James O’Sullivan lectures in the Department of Digital Humanities at the University College Cork. He is author of Towards a Digital Poetics: Electronic Literature and Literary Games and has edited several collections, including The Bloomsbury Handbook to the Digital Humanities and Electronic Literature as Digital Humanities.
Harvey Quamen is associate professor and academic director of the Digital Scholarship Centre at the University of Alberta.
Lisa Marie Rhody is deputy director of digital initiatives and affiliated faculty in the Liberal Studies, Digital Humanities, Data Analysis and Visualization, and Interactive Technology and Pedagogy programs at the City University of New York Graduate Center.
Kyle Roberts is executive director of the Congregational Library and Archives. He is author of Evangelical Gotham: Religion and the Making of New York City, 1783–1860 and coeditor of Crossings and Dwellings: Restored Jesuits, Women Religious, American Experience, 1814–2014, and Before the Public Library: Reading, Community, and Identity in the Atlantic World, 1650–1850.
W. Russell Robinson is associate professor in the department of communication at Alabama State University. He is editor of The Depathologizing of Black Masculinity within Legacy and New Media.

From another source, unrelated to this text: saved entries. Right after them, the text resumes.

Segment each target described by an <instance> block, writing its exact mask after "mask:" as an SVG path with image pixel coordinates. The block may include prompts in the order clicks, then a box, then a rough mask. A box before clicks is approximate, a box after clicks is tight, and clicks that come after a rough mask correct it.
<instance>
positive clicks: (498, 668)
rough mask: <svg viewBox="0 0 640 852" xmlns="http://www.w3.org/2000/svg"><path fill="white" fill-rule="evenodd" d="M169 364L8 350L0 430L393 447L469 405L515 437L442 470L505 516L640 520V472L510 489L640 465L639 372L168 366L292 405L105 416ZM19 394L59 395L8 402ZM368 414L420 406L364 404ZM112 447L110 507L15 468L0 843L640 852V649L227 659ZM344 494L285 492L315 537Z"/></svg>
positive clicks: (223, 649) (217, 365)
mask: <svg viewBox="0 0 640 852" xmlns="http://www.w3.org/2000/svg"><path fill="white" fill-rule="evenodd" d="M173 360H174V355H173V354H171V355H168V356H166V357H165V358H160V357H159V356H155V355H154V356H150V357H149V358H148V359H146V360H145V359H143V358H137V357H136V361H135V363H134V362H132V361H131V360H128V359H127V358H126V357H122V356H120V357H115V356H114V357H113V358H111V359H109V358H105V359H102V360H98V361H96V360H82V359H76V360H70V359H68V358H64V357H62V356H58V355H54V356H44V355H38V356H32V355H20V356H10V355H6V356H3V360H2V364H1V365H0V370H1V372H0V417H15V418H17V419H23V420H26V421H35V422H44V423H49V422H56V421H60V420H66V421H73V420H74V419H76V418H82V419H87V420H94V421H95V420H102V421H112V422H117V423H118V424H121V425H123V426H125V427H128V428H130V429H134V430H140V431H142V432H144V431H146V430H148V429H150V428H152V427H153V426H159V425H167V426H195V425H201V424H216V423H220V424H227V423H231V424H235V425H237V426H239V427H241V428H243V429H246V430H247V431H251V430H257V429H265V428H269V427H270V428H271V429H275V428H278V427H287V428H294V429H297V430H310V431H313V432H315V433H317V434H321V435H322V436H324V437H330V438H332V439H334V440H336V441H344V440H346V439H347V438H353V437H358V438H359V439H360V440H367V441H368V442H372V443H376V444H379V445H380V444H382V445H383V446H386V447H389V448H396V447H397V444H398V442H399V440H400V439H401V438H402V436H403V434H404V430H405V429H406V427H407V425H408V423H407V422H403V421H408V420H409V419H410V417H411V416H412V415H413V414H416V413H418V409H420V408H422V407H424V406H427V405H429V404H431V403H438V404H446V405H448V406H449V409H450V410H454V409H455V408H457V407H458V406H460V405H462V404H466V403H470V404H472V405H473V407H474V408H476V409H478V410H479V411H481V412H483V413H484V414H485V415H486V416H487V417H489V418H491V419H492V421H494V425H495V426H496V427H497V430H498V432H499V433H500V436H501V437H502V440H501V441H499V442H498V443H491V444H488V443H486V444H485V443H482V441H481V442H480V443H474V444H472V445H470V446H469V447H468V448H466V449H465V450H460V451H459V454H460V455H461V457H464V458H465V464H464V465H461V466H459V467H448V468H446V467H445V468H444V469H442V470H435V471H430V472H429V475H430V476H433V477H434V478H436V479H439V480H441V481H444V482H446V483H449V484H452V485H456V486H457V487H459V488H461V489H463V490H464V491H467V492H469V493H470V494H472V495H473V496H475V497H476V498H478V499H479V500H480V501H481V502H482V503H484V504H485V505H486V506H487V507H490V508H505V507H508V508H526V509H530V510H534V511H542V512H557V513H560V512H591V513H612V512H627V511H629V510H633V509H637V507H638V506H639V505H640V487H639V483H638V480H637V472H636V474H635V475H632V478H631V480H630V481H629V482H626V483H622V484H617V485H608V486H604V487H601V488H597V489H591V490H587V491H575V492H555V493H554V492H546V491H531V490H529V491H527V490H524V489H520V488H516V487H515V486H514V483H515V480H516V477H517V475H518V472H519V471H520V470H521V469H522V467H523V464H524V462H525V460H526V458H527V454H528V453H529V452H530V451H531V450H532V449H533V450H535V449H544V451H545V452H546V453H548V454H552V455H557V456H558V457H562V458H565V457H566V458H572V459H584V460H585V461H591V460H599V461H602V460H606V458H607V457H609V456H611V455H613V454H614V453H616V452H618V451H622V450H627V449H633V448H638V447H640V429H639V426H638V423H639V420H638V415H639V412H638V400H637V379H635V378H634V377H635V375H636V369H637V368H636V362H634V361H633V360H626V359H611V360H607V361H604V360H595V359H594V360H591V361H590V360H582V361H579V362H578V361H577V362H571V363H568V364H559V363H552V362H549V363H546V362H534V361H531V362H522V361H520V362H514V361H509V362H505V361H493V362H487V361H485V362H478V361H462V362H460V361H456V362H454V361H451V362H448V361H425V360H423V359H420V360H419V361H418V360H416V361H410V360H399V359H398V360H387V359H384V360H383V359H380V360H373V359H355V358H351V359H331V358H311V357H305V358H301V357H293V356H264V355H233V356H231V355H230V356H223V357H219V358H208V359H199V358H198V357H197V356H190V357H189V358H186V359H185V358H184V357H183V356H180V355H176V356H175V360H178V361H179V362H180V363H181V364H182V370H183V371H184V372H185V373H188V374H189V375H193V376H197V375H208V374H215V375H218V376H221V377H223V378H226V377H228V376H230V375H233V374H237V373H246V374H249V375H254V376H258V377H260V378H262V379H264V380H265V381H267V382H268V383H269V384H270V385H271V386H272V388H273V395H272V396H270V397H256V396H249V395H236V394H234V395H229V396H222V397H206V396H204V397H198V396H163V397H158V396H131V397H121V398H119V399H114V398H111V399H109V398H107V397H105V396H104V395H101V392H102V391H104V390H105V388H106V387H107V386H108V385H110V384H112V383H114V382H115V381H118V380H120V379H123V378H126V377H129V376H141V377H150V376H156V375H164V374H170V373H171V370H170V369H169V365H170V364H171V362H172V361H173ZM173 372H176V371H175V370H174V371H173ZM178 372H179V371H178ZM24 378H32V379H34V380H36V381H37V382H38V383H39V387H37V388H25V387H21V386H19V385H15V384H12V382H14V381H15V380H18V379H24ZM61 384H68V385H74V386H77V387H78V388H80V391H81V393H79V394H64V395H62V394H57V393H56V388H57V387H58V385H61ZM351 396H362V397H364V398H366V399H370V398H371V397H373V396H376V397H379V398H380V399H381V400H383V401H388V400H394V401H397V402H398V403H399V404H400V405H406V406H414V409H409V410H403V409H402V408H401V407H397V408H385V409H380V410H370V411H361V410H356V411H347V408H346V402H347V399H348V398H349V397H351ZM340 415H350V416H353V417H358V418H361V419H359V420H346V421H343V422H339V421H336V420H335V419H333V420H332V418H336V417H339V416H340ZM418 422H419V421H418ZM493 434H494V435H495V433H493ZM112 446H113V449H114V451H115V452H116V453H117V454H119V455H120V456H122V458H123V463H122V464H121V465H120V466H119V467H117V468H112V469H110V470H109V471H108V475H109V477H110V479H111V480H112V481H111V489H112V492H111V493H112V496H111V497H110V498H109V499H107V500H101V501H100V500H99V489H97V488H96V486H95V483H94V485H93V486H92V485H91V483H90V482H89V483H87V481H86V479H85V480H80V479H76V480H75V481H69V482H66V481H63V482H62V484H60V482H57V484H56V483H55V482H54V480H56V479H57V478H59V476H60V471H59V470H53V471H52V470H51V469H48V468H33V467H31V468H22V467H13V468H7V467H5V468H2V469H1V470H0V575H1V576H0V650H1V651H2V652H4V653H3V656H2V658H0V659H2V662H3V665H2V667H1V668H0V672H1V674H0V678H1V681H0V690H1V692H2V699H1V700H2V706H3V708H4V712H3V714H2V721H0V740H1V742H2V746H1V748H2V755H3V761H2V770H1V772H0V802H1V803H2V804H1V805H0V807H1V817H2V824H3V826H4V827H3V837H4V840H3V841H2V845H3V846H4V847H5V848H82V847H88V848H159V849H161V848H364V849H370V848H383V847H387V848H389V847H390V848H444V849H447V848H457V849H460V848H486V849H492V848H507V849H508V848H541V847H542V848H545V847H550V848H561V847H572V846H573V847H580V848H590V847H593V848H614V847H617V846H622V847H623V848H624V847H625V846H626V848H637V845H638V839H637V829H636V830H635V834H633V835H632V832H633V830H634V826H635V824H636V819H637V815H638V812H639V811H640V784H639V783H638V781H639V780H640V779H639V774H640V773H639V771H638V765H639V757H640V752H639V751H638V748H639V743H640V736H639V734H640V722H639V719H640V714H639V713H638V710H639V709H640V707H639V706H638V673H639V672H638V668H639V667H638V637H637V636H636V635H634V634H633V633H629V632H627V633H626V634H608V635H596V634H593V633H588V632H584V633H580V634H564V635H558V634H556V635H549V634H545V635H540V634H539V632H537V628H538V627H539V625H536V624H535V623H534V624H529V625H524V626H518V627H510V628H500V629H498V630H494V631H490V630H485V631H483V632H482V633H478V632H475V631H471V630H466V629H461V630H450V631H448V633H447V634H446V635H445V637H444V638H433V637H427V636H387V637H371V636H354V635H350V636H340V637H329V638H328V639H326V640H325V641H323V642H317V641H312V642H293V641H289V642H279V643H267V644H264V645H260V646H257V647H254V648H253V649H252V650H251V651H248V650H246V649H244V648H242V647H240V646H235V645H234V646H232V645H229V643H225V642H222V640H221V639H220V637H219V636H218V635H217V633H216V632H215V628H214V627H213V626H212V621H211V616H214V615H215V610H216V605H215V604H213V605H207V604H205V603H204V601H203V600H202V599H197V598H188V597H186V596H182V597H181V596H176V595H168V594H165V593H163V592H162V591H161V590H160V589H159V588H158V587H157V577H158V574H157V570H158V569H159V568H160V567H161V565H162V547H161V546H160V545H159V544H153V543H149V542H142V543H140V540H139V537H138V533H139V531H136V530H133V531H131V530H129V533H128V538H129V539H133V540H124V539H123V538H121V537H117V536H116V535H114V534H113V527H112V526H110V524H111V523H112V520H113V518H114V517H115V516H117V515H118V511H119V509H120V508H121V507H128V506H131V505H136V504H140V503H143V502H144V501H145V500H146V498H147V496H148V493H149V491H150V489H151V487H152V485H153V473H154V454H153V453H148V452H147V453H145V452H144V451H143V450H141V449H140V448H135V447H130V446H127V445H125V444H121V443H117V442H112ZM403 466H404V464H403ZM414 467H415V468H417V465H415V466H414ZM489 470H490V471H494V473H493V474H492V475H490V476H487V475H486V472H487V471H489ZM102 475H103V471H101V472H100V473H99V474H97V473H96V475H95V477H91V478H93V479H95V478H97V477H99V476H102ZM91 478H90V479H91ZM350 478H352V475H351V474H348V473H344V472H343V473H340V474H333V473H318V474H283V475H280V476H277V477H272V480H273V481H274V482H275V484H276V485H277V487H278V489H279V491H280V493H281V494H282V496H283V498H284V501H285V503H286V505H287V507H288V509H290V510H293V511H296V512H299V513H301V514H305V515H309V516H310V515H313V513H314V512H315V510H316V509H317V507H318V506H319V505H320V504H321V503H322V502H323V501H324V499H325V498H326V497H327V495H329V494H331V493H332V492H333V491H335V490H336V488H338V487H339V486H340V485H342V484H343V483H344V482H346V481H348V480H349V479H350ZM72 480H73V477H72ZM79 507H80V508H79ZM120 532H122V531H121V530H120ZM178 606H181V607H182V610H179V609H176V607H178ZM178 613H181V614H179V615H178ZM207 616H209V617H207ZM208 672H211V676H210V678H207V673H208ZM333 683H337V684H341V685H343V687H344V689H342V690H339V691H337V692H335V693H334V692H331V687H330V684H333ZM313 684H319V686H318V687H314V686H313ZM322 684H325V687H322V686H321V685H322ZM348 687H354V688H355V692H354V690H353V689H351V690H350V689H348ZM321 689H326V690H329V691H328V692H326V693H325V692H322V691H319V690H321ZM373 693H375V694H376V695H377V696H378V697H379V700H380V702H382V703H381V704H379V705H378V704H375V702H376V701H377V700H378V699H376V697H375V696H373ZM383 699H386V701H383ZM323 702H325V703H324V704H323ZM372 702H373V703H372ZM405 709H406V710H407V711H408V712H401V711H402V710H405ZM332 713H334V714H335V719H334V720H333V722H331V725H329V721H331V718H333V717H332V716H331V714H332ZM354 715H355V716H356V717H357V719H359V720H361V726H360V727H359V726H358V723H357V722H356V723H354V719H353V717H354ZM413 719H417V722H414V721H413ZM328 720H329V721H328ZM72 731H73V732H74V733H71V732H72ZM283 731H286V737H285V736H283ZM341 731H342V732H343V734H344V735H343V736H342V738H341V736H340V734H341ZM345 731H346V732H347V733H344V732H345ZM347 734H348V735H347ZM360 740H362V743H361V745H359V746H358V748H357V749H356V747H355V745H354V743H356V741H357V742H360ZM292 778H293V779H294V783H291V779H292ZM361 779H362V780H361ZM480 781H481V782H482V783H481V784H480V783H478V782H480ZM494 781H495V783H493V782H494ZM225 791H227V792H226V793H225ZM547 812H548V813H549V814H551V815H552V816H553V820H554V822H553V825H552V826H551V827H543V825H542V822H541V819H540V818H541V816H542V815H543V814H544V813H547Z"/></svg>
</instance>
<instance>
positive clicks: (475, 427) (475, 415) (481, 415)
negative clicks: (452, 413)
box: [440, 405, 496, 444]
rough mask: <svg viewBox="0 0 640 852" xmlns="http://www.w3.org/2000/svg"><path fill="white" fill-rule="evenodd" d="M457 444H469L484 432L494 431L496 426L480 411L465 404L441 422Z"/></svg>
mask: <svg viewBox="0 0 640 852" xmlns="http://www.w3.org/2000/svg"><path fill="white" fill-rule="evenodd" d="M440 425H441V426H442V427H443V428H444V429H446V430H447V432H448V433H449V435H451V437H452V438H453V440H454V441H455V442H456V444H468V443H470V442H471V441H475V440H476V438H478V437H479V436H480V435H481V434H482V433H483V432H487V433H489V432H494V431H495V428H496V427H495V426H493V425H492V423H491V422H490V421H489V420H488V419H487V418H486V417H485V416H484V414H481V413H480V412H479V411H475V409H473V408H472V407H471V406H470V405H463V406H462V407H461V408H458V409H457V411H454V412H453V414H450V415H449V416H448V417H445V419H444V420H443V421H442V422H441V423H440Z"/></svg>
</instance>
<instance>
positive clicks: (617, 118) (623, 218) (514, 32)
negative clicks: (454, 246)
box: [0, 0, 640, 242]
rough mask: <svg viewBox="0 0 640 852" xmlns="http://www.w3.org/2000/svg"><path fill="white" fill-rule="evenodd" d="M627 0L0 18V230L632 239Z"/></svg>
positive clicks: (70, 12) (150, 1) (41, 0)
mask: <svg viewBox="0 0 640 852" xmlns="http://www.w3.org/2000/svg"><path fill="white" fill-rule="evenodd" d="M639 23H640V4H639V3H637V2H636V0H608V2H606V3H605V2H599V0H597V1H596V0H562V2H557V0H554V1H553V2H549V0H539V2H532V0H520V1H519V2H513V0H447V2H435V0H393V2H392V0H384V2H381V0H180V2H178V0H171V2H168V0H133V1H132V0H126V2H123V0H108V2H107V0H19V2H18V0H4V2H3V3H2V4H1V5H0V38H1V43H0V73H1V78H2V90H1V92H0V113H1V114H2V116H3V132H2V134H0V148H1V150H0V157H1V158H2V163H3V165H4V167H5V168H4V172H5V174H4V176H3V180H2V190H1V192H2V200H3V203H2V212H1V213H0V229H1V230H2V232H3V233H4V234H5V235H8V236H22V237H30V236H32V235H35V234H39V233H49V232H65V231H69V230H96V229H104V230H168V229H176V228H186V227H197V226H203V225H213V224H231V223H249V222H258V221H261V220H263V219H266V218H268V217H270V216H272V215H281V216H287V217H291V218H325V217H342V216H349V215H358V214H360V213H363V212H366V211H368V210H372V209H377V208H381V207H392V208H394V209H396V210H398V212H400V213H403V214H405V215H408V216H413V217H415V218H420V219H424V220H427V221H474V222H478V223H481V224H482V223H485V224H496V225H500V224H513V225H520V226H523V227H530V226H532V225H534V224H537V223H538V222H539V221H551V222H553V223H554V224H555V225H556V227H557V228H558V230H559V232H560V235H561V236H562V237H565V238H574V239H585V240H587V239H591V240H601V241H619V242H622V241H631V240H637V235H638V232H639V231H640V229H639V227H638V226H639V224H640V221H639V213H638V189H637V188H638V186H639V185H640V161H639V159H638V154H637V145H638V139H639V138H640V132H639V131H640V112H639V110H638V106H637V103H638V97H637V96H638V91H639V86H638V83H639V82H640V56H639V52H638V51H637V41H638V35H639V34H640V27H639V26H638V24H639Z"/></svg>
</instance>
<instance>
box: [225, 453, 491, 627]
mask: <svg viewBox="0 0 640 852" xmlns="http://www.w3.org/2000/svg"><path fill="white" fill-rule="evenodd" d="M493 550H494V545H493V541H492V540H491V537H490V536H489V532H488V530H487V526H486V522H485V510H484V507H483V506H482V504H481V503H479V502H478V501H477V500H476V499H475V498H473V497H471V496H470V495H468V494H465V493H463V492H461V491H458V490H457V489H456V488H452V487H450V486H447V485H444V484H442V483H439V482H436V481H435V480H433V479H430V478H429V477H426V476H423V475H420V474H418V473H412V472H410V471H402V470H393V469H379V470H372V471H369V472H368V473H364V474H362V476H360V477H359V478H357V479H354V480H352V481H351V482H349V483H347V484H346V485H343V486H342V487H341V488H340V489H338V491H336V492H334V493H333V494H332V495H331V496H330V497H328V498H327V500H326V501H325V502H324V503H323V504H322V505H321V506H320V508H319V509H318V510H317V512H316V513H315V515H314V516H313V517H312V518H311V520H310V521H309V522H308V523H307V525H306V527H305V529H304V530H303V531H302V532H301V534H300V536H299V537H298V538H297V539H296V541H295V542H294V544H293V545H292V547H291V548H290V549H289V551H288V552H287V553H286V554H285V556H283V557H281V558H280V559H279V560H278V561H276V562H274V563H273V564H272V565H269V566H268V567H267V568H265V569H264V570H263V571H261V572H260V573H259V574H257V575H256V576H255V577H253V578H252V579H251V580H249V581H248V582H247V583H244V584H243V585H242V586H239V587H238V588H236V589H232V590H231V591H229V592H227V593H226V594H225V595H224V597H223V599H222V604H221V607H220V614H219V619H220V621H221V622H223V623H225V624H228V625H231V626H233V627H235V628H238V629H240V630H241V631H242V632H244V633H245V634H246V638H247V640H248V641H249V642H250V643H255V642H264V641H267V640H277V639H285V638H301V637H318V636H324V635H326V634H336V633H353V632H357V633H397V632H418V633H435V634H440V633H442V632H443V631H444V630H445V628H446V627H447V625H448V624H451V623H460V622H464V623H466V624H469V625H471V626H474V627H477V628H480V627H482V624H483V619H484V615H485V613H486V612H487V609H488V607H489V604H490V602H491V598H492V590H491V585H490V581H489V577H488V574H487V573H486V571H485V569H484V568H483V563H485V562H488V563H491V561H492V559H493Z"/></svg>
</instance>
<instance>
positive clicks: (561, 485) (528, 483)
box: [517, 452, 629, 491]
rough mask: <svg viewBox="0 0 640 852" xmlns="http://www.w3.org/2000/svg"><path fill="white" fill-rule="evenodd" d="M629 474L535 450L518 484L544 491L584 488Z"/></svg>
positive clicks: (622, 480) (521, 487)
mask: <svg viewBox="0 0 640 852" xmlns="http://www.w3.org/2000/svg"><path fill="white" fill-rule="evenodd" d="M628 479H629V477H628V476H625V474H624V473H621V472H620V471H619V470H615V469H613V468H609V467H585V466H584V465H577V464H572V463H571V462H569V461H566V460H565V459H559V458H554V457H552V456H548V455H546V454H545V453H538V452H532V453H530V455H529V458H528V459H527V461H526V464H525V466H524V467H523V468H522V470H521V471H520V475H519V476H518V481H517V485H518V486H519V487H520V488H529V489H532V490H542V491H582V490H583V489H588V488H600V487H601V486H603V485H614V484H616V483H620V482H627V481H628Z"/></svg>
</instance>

Chelcie Juliet Rowell is associate head of digital collections discovery at Harvard Library, Harvard University.
Dibyadyuti Roy is lecturer in cultural studies, media studies, and digital humanities at the University of Leeds and the program director of the BA in cultural and media studies.
Asiel Sepúlveda is a scholar of print culture and assistant professor of art history at Simmons University.
Andie Silva is associate professor of English at York College, City University of New York, and associate professor of digital humanities at the City University of New York Graduate Center. She is author of The Brand of Print: Marketing Paratexts in the Early English Book Trade and coeditor of Digital Pedagogy in Early Modern Studies: Method and Praxis.
Victoria Szabo is research professor of visual and media studies and gender, sexuality, and feminist studies at Duke University.
Lik Hang Tsui is assistant professor in the Department of Chinese and History, City University of Hong Kong.
Annette Vee is associate professor of English at the University of Pittsburgh and author of Coding Literacy: How Computer Programming Is Changing Writing.
Brandon Walsh is head of student programs in the Scholars’ Lab, a part of the University of Virginia Library.
Kalle Westerling holds a PhD from the City University of New York Graduate Center and is a digital humanities research software engineer with the Living with Machines project at the British Library.
Kathryn Wymer is professor of English at North Carolina Central University, where she serves as the digital humanities lab coordinator.
Claudia E. Zapata is Chancellor’s Postdoctoral Fellow at the University of California, Los Angeles.
Benjun Zhu is professor of library science at Peking University Library.